Sometimes you have a campaign that people either love or hate. The reactions to this campaign varied so much that at one point I even considered leaving it out of my book. At Saatchi New York they all hate it. But… at Mother New York they love it. On adsoftheworld.com I nearly got death threats for making this campaign. But on newcreatives.com it became ‘best of’. And when I came back to Hamburg my headmaster Niklas and some creative directors from Jung von Matt love it. The reason that I kept it in is because I still love it, no matter what anybody else says. Is it stubborn? Well, it’s good to listen to opinions of experienced creative directors, but in the end you cannot satisfy anybody so then you have to go for ideas that you believe in yourself.
And there’s a big story behind it. I made this campaign with Andres Maldonado at the first assignment for our class at Saatchi Stockholm. Our teacher Adam Kerj picked this 360-idea out of 15 campaigns that we made for Lego. We kept working on this campaign during the whole quarter. It took us so much work that we didn’t make anything else for this class.
First of all we had to think of 3x50 ideas of what to do with just three Lego bricks. So Andres got his old Lego from the attic and we just started playing with it. Every time we had another creation we made a photograph of it and we named every file after what it’s supposed to be. And it became more difficult to come up with new ideas every time. In the end we were sitting in a coffee bar to come up with the last creations.
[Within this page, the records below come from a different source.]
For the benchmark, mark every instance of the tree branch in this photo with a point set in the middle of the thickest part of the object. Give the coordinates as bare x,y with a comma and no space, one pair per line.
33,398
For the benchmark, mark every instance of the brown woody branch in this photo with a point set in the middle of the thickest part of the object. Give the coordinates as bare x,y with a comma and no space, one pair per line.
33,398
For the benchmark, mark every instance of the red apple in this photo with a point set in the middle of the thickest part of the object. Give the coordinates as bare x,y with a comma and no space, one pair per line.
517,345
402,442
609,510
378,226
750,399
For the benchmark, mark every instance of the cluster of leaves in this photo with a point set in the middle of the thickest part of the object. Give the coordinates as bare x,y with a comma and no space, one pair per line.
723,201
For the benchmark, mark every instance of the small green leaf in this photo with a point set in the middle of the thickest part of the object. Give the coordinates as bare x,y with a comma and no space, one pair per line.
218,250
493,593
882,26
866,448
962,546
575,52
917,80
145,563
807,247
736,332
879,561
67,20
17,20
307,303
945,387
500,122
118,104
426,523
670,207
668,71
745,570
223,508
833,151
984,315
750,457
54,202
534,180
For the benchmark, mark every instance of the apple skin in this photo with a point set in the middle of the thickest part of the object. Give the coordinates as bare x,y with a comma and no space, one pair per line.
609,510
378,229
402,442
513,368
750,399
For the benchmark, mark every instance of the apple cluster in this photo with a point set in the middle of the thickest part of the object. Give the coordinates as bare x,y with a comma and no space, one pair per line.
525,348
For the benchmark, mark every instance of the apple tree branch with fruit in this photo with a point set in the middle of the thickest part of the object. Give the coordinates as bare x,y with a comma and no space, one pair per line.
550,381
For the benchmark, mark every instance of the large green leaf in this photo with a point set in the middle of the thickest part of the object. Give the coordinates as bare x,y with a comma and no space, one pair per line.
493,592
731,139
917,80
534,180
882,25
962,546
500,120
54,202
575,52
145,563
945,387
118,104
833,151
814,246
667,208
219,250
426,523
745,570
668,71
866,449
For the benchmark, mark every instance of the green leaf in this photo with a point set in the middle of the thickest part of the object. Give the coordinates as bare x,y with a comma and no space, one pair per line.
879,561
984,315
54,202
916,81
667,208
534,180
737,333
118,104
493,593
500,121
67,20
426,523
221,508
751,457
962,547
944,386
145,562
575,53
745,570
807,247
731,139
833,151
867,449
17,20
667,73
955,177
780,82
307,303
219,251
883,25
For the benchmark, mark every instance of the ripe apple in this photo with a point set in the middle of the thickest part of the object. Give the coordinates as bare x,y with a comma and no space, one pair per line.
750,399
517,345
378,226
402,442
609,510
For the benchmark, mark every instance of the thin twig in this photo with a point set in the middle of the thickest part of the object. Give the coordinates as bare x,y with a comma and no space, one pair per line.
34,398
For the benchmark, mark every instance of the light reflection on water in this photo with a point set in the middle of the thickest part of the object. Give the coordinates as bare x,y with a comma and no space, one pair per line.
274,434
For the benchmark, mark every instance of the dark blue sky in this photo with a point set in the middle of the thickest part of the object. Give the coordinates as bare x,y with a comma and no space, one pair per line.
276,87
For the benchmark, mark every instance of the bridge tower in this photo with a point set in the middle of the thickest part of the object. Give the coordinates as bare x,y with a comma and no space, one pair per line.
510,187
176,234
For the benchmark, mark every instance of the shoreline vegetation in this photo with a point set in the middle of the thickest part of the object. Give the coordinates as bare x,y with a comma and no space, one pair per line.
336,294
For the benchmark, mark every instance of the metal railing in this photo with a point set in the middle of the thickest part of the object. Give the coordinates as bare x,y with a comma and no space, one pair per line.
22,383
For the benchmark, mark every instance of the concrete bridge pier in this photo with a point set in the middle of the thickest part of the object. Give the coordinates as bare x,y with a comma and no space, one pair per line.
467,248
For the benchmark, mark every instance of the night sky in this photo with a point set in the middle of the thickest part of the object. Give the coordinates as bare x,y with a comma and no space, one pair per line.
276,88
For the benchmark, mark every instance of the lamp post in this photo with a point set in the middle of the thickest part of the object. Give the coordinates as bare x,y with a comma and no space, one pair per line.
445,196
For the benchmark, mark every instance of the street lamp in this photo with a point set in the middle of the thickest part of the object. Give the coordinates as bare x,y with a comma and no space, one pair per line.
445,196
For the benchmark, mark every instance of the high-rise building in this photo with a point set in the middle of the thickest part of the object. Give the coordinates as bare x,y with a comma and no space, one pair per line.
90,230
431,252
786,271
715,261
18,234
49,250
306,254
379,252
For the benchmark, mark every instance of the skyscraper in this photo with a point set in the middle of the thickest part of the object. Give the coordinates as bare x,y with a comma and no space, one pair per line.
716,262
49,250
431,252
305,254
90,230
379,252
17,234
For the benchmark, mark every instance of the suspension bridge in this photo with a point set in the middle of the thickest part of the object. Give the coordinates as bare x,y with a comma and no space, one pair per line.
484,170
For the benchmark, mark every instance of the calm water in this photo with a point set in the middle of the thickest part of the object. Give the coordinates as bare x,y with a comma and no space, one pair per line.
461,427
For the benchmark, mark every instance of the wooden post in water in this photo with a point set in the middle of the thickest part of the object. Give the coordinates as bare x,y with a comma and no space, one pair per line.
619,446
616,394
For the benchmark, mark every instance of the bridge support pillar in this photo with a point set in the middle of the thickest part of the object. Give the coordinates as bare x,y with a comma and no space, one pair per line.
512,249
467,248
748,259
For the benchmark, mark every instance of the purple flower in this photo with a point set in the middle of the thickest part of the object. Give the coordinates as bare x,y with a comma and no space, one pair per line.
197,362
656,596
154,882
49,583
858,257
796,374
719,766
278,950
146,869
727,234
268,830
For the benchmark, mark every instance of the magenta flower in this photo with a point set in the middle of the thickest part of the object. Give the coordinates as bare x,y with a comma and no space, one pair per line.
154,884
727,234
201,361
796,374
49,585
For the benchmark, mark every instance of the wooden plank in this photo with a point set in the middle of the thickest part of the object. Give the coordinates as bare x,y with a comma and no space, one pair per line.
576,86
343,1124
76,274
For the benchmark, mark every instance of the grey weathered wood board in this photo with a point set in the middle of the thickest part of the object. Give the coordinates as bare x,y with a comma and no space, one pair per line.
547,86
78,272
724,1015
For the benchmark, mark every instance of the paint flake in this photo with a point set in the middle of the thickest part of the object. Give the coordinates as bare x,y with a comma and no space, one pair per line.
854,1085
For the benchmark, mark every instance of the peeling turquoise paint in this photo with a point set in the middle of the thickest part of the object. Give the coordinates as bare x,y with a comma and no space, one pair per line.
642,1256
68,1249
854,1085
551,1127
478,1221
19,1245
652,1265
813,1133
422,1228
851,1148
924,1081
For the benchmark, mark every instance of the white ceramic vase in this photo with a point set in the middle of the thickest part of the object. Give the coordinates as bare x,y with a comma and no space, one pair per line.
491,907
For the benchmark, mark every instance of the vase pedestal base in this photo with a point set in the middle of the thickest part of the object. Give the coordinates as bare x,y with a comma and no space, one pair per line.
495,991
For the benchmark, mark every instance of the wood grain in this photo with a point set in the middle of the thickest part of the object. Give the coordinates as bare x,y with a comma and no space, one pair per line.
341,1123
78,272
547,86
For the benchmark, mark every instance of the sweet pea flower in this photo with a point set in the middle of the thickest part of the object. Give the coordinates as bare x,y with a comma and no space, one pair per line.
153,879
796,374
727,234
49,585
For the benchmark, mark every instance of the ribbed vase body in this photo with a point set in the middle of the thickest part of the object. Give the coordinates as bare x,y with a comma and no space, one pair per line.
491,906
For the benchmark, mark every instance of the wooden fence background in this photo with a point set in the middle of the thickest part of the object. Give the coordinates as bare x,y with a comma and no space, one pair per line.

You have to do weird stuff for the Miami Ad School sometimes, but I’m surprised that nobody called the lunatic asylum when they saw two fairly grown-up men playing with three Lego bricks and making pictures of them. These photographs were just examples. Later on a friend of Andres, who is a photographer, photographed all of the creations again in a studio. Andres once forgot one of the three bricks. So in the middle of the night I had to go to the other side of Stockholm to bring them. It must have looked like a dealing drugs at the station, but it was three Lego-bricks that we exchanged.
This campaign was spread on so many websites with (by mistake) the name of Saatchi Stockholm under it, that the Swedish agency got a phonecall from the client about it. There’s even an article about the campaign published in a French magazine.